Now say there's power supply noise due to component tolerances and because of which, the voltage output for a 1 changes for an instant to 0.8v instead of 1V and as a result even though the transmitter sent a 1, the receiver receives a 0.

Also say the clocks of the receiver and the transmitter don't match accurately - in that case, bits can flip. Similarly bits can also flip due to reflection of the signal from the receiver which changes voltage levels.

Of course in actual transmission it is not so simple but the idea still is that bit errors and bit flips can happen like above and this is the reason that no two transports are the same.
 
would bits fliping cause distortion/noise? I thought it would cause complete change of output - high note sounding as low note - dont know how that would sound!

Distortion/Noise, that I am referring to, is noise that comes out at high volume (harshness/unclear sound at high volume). it can be chipping but that happens in analog signal. so the digital player (till digital output) wouldnt have any hand in that distortion.
 
Simple answer.

If we are talking about mechanical transports, then there is a difference in sound across all transports if you are taking digital out. Have compared many. Baisc dvd players / cd players cd pro2m based transports teac vrds 47 labs pi tracer...they all sound different in a very resolving sound system.
 
this could be a very loaded question or a very simple one..it depends on the resolution of the DAC you are using .
Which is the DAC ?
 
And my question is for digital players (laptop/media player).

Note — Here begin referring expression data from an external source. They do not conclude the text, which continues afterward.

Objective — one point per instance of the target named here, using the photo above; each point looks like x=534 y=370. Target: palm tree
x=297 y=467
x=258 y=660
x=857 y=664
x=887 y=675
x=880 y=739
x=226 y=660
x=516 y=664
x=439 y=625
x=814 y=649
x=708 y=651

If you are using the configuration in such a way so that the laptop / media player is slaved to the DAC, then the difference can be very minimal. A common method is the use of asynchronous dacs.
In digital mastering studios, they extensively make use of expensive master clocks to make sure the work stations digital output timing is slaved to the outboard equipment. Assync dacs are a cheaper but effective way to achieve this.
 
If you are using the configuration in such a way so that the laptop / media player is slaved to the DAC, then the difference can be very minimal. A common method is the use of asynchronous dacs.
In digital mastering studios, they extensively make use of expensive master clocks to make sure the work stations digital output timing is slaved to the outboard equipment. Assync dacs are a cheaper but effective way to achieve this.

As I understand, async is only for USB?
What about the optical and coaxial?

Today I did a A-B-C of digital out of WDTV, LG DVD player & Musichall PC.
The first two fell on their face while the digital input from the CDP was full and emotional. Same coaxial/optical cable used for all where available.

Why? Why? Why? It is becoming all the more confusing. How do the transports transfer any character in the sound? shouldn't it be just bits read from the CD??

Also, will all CD transport be better than the CDP's digital out?